No API keys. No accounts. Chrome 120 TLS fingerprinting keeps requests looking like a real browser.

---

## Installation

**Requirements:** Python 3.13+

### With pip

```bash
pip install python-job-scraper
```

### With uv
```bash
uv pip install python-job-scraper
``` 

### From source

```bash
git clone https://github.com/seeedstack/job-scraper.git
cd job-scraper

pip install .
```

---

## Usage

### Single site

```python
jobs = scrape_jobs(
    site_name="indeed",
    search_term="data scientist",
    location="Mumbai",
    results_wanted=15,
    hours_old=48,          # only jobs posted in the last 48 hours
    job_type="fulltime",
)
print(jobs[["title", "company", "location", "date_posted", "min_amount"]].head())
```

### Multiple sites in parallel

```python
jobs = scrape_jobs(
    site_name=["indeed", "glassdoor", "linkedin"],
    search_term="product manager",
    location="Delhi",
    results_wanted=10,     # 10 per site → up to 30 total
    description_format="markdown",
)
```

### LinkedIn with authentication (richer data)

Without a cookie, LinkedIn returns public job cards — title, company, location, date.
With your `li_at` cookie, the Voyager API unlocks salary ranges, full descriptions, and direct apply URLs.

```bash
LI_AT=your_cookie python examples/test_linkedin.py
```

```python
jobs = scrape_jobs(
    site_name="linkedin",
    search_term="machine learning engineer",
    location="Hyderabad",
    cookies={"li_at": "your_li_at_cookie_value"},
    is_remote=True,
)
```

---

## Parameters

| Parameter | Type | Default | Description |
|---|---|---|---|
| `site_name` | `str \| list[str]` | **required** | `"indeed"`, `"glassdoor"`, `"linkedin"` |
| `search_term` | `str` | **required** | Job title or keyword |
| `location` | `str` | `None` | City or region |
| `results_wanted` | `int` | `20` | Max results **per site** |
| `hours_old` | `int` | `None` | Exclude jobs older than N hours |
| `job_type` | `str` | `None` | `"fulltime"` `"parttime"` `"contract"` `"internship"` |
| `is_remote` | `bool` | `False` | Remote jobs only (LinkedIn) |
| `distance` | `int` | `50` | Search radius in km |
| `country_indeed` | `str` | `"india"` | Country for Indeed |
| `description_format` | `str` | `"markdown"` | `"markdown"` or `"html"` |
| `enforce_annual_salary` | `bool` | `False` | Normalize all pay to annual |
| `offset` | `int` | `0` | Skip first N results (for pagination) |
| `cookies` | `dict` | `None` | Pass `{"li_at": "..."}` for LinkedIn Voyager |
| `proxies` | `str \| list` | `None` | Proxy URL(s) |
| `verbose` | `int` | `0` | `0`=errors `1`=warnings `2`=info |

---

## Output columns

| Column | Description |
|---|---|
| `site` | Source platform |
| `title` | Job title |
| `company` | Company name |
| `location` | City / state / country |
| `date_posted` | Posting date |
| `job_type` | Employment type |
| `is_remote` | Remote flag |
| `min_amount` / `max_amount` | Salary range |
| `interval` | Pay period: `hourly` `monthly` `yearly` |
| `currency` | Currency code |
| `description` | Full job description |
| `job_url` | Link to the listing |
| `job_url_direct` | Direct apply URL (when available) |
| `company_url` | Company profile URL |
| `emails` | Contact emails found in description |

All-NA columns are dropped automatically.

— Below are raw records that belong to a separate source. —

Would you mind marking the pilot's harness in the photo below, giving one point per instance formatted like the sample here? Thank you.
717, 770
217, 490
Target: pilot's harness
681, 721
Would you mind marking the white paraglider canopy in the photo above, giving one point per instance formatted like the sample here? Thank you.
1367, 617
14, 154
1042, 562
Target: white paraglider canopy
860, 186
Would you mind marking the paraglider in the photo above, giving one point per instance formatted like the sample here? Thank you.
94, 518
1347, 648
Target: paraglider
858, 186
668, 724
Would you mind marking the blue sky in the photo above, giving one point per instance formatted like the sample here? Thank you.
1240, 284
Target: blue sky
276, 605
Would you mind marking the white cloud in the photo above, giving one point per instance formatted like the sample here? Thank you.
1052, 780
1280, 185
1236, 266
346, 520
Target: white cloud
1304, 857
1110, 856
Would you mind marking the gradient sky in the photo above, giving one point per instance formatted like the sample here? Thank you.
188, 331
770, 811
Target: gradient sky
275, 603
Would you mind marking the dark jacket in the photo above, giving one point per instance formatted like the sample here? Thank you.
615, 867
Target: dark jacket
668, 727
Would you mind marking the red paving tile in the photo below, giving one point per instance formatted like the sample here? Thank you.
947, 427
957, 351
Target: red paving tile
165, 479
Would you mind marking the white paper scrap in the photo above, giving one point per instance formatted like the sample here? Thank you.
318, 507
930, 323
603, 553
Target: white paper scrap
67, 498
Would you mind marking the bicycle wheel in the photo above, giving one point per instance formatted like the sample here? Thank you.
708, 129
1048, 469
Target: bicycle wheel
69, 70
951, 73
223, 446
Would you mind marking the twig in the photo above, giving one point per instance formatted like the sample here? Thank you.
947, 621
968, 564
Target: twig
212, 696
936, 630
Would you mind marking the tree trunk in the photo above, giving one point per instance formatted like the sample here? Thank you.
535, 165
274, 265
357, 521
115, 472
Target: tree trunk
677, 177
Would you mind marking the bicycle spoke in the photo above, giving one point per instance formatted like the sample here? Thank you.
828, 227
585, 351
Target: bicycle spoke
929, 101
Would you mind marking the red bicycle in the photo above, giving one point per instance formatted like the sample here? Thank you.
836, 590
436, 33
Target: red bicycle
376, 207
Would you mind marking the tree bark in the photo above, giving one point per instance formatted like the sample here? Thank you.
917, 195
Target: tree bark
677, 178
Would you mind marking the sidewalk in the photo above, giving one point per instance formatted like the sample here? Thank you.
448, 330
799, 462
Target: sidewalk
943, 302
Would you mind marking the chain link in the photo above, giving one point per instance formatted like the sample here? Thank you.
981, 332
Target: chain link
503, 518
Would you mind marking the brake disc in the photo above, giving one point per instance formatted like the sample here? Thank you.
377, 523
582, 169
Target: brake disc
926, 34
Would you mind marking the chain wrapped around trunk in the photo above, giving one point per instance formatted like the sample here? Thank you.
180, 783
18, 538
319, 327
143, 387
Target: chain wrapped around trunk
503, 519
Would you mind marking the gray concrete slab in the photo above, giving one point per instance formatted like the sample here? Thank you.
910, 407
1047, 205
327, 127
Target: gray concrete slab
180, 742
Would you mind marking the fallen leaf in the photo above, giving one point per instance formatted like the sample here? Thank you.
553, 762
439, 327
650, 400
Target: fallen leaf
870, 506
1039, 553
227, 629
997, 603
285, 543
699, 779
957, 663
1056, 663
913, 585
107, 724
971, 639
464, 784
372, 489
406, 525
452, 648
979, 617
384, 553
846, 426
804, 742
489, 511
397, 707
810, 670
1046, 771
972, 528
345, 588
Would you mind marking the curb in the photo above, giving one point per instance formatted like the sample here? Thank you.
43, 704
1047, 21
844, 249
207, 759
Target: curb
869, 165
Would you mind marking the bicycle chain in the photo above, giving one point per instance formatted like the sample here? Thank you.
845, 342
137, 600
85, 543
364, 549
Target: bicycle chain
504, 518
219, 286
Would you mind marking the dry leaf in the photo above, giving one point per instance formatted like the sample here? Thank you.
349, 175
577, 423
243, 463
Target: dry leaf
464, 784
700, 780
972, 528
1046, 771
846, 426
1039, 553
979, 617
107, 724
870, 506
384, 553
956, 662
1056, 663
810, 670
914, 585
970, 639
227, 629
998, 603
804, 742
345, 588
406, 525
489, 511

Use `enforce_annual_salary=True` to normalize hourly/monthly/daily rates to annual before comparing across sites.

---

## Running tests

```bash
# Unit tests only
pytest tests/

# Include live integration tests (hits real sites)
pytest tests/ -m integration
```

---

## License

MIT © 2026 saran

This library is intended for personal and research use. Scraping job sites may conflict with their Terms of Service — use responsibly and at your own risk. No warranty is provided for the accuracy or availability of scraped data.